Elbette henüz ABD pozisyonunda değiliz ama onlar da iyi biliyorlar ki, dünkü Türkiye geçmişte kaldı.

Sonuç olarak, uluslararası ilişkilerin rayından çıktığı, medeniyet, müttefiklik ve dost ülke maskelerinin düştüğü, diğer yandan çıkarların, tehdit ve fırsatların ön plânda olduğu, güçlü olanın diğerlerine karşı ne kadar acımasız ve yıkıcı davranabildiğinin en açık seçik yaşandığı nâdir zamanlardan geçiyoruz.

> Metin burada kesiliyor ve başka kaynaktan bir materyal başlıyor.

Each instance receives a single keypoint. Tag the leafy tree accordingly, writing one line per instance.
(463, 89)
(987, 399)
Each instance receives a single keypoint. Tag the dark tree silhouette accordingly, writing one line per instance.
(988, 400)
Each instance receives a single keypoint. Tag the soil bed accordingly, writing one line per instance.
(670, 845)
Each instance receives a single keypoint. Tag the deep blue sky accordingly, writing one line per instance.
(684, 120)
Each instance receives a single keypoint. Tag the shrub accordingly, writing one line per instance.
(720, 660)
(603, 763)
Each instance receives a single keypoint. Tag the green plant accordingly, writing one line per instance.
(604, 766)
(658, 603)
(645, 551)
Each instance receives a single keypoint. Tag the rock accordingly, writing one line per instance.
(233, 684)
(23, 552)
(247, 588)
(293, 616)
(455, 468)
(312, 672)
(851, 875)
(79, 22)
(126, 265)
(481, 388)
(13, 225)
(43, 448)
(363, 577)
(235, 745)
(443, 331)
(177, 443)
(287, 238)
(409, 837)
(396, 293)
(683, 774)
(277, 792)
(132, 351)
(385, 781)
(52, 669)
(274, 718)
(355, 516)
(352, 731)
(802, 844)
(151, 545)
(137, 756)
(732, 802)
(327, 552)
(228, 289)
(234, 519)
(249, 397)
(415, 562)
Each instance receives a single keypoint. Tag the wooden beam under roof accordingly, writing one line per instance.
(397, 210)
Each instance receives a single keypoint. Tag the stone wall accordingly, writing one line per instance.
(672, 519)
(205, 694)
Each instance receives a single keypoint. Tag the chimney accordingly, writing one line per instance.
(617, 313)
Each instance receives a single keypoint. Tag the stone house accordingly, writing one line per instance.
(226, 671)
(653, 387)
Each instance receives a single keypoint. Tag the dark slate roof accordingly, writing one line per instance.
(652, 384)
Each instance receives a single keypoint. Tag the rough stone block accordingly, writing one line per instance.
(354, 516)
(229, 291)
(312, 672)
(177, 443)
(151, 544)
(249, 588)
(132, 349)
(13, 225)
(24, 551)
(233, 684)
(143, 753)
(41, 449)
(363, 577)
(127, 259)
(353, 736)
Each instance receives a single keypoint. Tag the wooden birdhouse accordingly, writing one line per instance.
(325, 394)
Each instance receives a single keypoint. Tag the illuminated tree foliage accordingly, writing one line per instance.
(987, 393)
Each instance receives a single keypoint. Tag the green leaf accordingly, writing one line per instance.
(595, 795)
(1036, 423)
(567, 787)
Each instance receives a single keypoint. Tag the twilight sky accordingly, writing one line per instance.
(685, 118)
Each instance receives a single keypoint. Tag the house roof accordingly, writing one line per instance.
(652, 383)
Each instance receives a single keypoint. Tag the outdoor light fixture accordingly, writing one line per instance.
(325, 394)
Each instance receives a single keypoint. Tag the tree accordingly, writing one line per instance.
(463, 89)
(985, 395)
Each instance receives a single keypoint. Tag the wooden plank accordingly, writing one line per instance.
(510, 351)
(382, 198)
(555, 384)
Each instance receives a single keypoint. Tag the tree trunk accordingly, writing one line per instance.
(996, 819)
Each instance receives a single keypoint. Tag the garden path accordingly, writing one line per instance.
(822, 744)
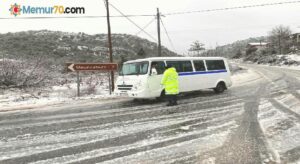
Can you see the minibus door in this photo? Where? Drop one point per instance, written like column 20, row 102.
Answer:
column 155, row 78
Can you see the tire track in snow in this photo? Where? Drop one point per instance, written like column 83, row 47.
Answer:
column 96, row 120
column 140, row 134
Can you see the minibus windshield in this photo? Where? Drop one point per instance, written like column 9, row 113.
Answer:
column 138, row 68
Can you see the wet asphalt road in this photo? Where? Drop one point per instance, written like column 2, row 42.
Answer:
column 233, row 127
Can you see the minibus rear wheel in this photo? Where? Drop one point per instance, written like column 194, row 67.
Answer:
column 220, row 87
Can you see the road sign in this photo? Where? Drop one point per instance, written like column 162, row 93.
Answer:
column 92, row 67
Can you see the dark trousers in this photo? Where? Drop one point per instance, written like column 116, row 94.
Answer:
column 172, row 99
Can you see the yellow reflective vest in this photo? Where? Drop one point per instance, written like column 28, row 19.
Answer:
column 170, row 81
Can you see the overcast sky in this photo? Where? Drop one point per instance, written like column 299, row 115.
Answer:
column 210, row 28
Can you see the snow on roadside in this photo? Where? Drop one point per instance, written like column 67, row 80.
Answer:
column 17, row 99
column 282, row 131
column 289, row 101
column 244, row 76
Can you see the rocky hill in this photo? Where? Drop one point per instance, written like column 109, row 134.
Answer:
column 77, row 47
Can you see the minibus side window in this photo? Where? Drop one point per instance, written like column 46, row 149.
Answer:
column 159, row 66
column 215, row 64
column 199, row 65
column 186, row 66
column 175, row 64
column 181, row 66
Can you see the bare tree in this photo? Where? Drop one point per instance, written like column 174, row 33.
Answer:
column 279, row 39
column 21, row 73
column 197, row 47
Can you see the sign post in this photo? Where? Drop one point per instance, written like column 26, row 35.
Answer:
column 78, row 84
column 107, row 67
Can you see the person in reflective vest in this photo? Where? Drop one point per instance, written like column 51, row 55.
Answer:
column 170, row 83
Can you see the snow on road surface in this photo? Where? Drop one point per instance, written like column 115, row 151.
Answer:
column 255, row 121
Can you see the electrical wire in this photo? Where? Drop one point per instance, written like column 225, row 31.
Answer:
column 145, row 26
column 232, row 8
column 168, row 35
column 166, row 14
column 133, row 22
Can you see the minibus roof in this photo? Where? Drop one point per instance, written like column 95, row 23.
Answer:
column 175, row 58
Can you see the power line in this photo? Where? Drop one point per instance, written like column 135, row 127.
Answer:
column 73, row 17
column 168, row 35
column 145, row 26
column 132, row 22
column 232, row 8
column 151, row 15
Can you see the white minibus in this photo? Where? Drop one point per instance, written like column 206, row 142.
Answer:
column 141, row 78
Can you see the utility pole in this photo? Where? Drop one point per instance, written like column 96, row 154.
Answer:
column 111, row 81
column 158, row 32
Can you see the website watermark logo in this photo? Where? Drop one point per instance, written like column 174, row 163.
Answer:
column 57, row 9
column 15, row 9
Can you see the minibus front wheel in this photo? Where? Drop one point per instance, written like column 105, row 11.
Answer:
column 221, row 87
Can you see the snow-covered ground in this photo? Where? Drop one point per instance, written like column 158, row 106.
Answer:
column 66, row 94
column 12, row 99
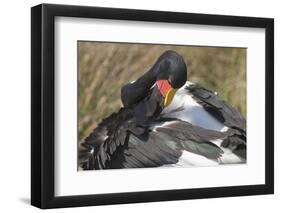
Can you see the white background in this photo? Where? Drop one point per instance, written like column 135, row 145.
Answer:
column 15, row 106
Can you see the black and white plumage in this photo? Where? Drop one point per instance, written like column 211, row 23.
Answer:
column 196, row 129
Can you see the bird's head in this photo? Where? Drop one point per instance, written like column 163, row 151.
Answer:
column 171, row 74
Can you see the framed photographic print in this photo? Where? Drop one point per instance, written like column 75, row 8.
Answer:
column 140, row 106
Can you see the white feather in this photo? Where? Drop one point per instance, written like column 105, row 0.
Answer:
column 186, row 108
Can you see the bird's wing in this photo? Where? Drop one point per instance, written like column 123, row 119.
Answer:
column 222, row 111
column 164, row 144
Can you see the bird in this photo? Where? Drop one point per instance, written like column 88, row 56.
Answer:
column 166, row 121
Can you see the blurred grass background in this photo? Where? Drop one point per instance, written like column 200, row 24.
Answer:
column 105, row 67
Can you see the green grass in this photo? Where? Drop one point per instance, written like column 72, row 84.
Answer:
column 105, row 67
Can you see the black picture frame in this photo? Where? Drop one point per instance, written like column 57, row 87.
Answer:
column 43, row 111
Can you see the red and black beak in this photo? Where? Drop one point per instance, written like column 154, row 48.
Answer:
column 166, row 90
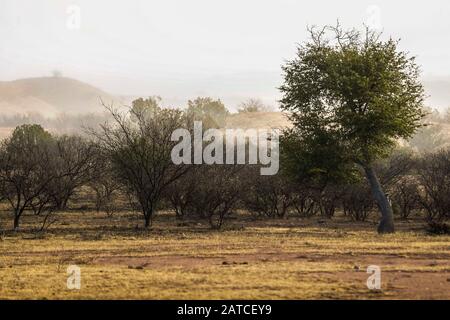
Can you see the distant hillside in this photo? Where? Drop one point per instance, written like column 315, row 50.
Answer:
column 50, row 96
column 261, row 120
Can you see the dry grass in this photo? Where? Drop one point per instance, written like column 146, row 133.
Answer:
column 251, row 259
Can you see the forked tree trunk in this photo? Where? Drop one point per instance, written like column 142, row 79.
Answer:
column 148, row 220
column 16, row 222
column 387, row 218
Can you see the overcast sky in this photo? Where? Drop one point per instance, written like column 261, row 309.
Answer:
column 231, row 49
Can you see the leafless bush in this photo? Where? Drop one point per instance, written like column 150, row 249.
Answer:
column 405, row 196
column 270, row 196
column 139, row 145
column 434, row 175
column 208, row 192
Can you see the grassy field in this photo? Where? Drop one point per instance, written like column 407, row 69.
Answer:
column 250, row 259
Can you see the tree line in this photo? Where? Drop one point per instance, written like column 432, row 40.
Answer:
column 350, row 96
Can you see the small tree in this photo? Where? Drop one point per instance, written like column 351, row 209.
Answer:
column 26, row 170
column 75, row 165
column 212, row 112
column 253, row 105
column 138, row 144
column 354, row 95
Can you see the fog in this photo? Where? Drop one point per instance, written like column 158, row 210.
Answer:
column 181, row 49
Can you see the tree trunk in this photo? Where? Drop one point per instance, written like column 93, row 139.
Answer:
column 387, row 218
column 16, row 222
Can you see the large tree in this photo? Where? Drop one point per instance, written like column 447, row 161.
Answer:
column 351, row 96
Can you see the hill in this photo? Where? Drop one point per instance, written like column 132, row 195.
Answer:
column 50, row 96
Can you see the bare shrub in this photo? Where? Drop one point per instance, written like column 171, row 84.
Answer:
column 405, row 196
column 209, row 192
column 138, row 144
column 270, row 196
column 434, row 176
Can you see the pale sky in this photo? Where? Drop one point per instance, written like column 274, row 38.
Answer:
column 229, row 49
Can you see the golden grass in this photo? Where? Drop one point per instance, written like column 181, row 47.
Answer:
column 275, row 259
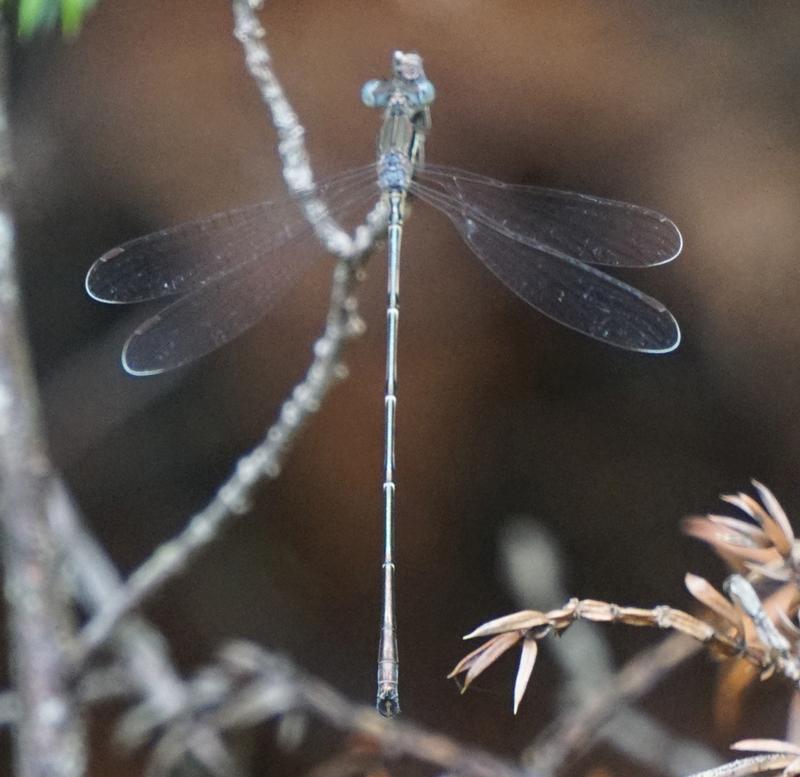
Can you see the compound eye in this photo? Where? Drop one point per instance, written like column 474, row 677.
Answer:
column 374, row 94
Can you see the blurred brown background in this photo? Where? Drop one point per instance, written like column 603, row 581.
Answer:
column 149, row 118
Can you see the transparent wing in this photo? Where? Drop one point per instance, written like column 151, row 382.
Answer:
column 562, row 287
column 592, row 229
column 178, row 259
column 221, row 308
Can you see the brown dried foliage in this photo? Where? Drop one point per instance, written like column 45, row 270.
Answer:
column 755, row 619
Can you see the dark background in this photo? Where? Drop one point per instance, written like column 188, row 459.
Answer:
column 149, row 118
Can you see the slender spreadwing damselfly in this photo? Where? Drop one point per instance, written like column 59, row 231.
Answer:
column 227, row 271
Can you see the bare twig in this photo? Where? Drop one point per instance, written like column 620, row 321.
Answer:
column 49, row 739
column 264, row 462
column 252, row 685
column 597, row 701
column 570, row 733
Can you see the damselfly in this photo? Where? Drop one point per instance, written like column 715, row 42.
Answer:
column 228, row 270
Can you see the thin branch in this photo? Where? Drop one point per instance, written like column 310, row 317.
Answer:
column 265, row 461
column 575, row 729
column 49, row 739
column 253, row 685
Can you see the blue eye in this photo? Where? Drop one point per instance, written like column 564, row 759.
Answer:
column 374, row 94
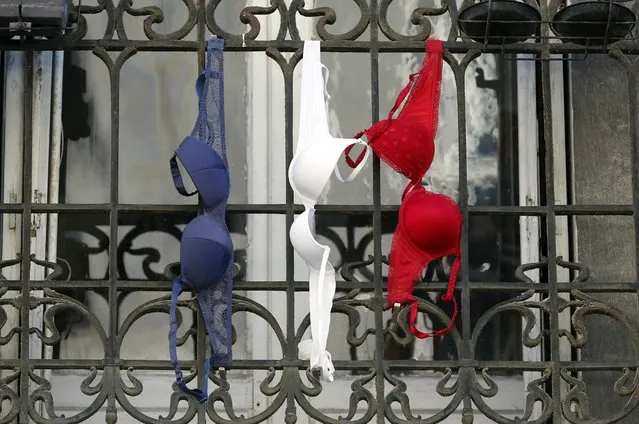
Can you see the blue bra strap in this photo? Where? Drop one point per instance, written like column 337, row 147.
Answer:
column 177, row 178
column 200, row 395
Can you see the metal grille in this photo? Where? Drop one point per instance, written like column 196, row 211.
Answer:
column 378, row 392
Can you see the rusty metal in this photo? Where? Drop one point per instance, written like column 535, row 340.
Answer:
column 467, row 381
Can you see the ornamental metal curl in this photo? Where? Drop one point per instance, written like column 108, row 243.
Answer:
column 377, row 393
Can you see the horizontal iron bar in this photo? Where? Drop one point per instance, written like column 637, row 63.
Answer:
column 423, row 365
column 281, row 208
column 346, row 46
column 365, row 286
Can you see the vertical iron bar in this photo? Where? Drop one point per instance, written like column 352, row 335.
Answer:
column 467, row 349
column 377, row 226
column 291, row 353
column 634, row 140
column 550, row 236
column 201, row 339
column 27, row 185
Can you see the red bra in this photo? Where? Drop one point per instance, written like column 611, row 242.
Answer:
column 429, row 225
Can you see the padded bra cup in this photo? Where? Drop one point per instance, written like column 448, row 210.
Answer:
column 204, row 256
column 207, row 171
column 404, row 144
column 311, row 168
column 303, row 241
column 432, row 222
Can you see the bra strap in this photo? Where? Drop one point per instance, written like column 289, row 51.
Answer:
column 432, row 47
column 200, row 395
column 177, row 177
column 360, row 165
column 447, row 297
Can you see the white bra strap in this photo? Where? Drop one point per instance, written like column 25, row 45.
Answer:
column 313, row 117
column 326, row 95
column 358, row 168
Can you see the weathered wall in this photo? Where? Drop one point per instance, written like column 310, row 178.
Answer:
column 602, row 175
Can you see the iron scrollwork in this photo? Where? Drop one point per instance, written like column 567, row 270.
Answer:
column 466, row 383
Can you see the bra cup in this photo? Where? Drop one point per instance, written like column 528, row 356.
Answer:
column 213, row 184
column 313, row 166
column 303, row 241
column 206, row 169
column 432, row 222
column 405, row 145
column 204, row 253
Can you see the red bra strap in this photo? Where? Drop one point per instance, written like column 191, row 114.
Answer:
column 350, row 162
column 447, row 297
column 432, row 46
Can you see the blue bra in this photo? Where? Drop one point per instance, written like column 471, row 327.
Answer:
column 206, row 249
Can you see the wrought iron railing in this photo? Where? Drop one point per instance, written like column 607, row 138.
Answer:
column 380, row 389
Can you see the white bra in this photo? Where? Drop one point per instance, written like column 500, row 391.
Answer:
column 316, row 157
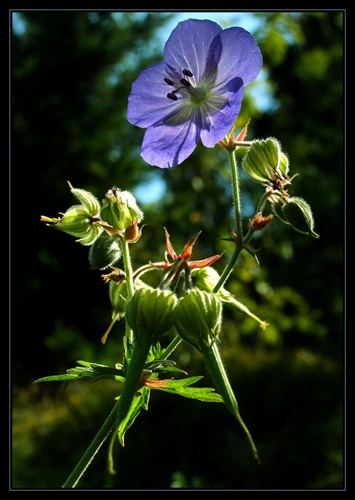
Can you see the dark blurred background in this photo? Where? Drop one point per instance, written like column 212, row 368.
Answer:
column 71, row 74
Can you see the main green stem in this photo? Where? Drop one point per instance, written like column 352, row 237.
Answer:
column 238, row 222
column 130, row 386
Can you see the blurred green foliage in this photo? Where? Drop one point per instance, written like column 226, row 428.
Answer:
column 71, row 77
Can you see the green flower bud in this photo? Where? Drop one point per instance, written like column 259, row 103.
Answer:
column 151, row 312
column 120, row 209
column 263, row 160
column 298, row 213
column 199, row 318
column 88, row 200
column 207, row 278
column 104, row 252
column 277, row 209
column 75, row 221
column 80, row 221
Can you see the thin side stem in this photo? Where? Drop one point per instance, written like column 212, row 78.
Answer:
column 215, row 365
column 91, row 451
column 236, row 195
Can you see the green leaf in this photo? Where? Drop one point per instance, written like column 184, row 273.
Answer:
column 180, row 387
column 139, row 403
column 88, row 370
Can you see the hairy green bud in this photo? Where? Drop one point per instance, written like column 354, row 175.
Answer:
column 81, row 221
column 263, row 160
column 120, row 209
column 151, row 312
column 87, row 199
column 199, row 318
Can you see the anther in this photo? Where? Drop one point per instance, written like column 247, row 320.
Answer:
column 168, row 81
column 187, row 72
column 185, row 82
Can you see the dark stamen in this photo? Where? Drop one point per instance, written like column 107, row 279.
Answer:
column 185, row 82
column 168, row 81
column 187, row 72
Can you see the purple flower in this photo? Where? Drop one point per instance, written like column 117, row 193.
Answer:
column 195, row 93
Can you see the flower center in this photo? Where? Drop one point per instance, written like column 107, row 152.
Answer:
column 182, row 85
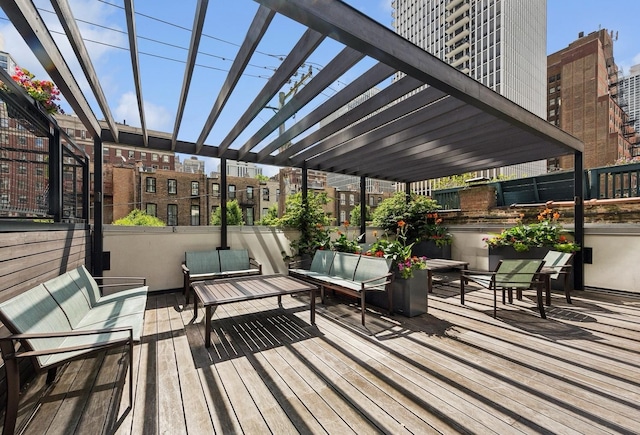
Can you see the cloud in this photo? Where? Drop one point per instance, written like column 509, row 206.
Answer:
column 157, row 117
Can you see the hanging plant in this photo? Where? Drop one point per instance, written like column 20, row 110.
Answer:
column 43, row 91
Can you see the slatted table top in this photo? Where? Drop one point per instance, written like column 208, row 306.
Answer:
column 439, row 263
column 224, row 291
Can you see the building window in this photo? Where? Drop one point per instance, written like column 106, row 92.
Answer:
column 172, row 187
column 150, row 184
column 250, row 216
column 152, row 209
column 195, row 215
column 172, row 214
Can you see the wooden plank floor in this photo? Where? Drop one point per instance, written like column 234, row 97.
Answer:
column 453, row 370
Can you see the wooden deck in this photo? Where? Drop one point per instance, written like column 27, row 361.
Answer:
column 456, row 369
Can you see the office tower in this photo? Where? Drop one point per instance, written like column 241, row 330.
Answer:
column 501, row 44
column 584, row 100
column 629, row 89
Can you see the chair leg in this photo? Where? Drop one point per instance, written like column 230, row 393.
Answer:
column 540, row 301
column 13, row 388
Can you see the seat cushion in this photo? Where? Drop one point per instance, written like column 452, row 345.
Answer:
column 234, row 259
column 202, row 261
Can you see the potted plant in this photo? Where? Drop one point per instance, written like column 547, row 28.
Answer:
column 409, row 286
column 530, row 240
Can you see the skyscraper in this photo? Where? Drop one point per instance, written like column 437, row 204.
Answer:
column 501, row 44
column 629, row 88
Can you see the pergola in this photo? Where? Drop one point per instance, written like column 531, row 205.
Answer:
column 406, row 132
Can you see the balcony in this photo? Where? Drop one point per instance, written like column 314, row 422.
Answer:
column 454, row 370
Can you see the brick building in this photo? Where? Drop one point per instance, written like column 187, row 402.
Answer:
column 582, row 99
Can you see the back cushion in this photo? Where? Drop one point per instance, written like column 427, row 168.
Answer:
column 202, row 261
column 322, row 261
column 35, row 311
column 371, row 267
column 69, row 296
column 344, row 265
column 88, row 286
column 234, row 259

Eski Avrupa refleksleriyle Yeni Türkiye’ye karşı çözüm üretemeyen AB üyesi ülkeler, bu duruma alışmaya çalışıyorlar. Eski ABD buyurganlığının Yeni Türkiye için etkisinin azaldığını gören ABD’nin de Yeni Türkiye için daha itinalı davrandığını, bu hafta açıklanan S-400 sebepli yaptırımlardan anlıyoruz. Son derece ince ayar yapılmış, köprüleri atmayan, kaybetmek için değil de müzakereyle kazanılmak istenen Türkiye’yi görmek isteyen bir yaptırım kararıdır alınan.

Elbette hiçbir haklı gerekçesi olmayan, ulusal çıkarlarımızdan ve egemenliğimizden asla taviz vermeksizin karşı koymamız ve uygun şekilde cevap verilmesi gereken bir karar…

Gereken cevap Sayın Cumhurbaşkanımız başta olmak üzere tüm kurumlarımız ve milletimiz tarafından verildi, veriliyor, verilmeye devam edecek.

Son söz

Uzay çağında yaşanan bir bilimkurgu filminde bile egemenlik mücadelesinin en önemli konu kabul edildiği ve buna göre senaryoların yazıldığı bir ABD düşünce dünyasının, bugünün Türkiye’sine âdil ve hakkâniyetli davranmasını beklemek saflık olur.

Türkiye ve Türk milleti olarak, bugün nasıl Suriye, Libya, Karabağ, Doğu Avrupa ve Doğu Akdeniz’de tüm haklarımızı kararlılıkla koruyorsak, yarın daha güçlü bir şekilde buna devam edeceğiz!

Kendi geleceğini Türkiye ile birlikte yan yana tahayyül eden tüm milletler ve devletlerle karşılıklı saygı ve ortak kazanç üzerine ilişkiler geliştirdiğimiz gibi, uzay çağının dünyasını da Dünya dışındaki alanlarda karşılıklı saygı ve ortak kazanımlar üzere kurgulayacak senaryoları şimdiden çalışmamız gerekecek.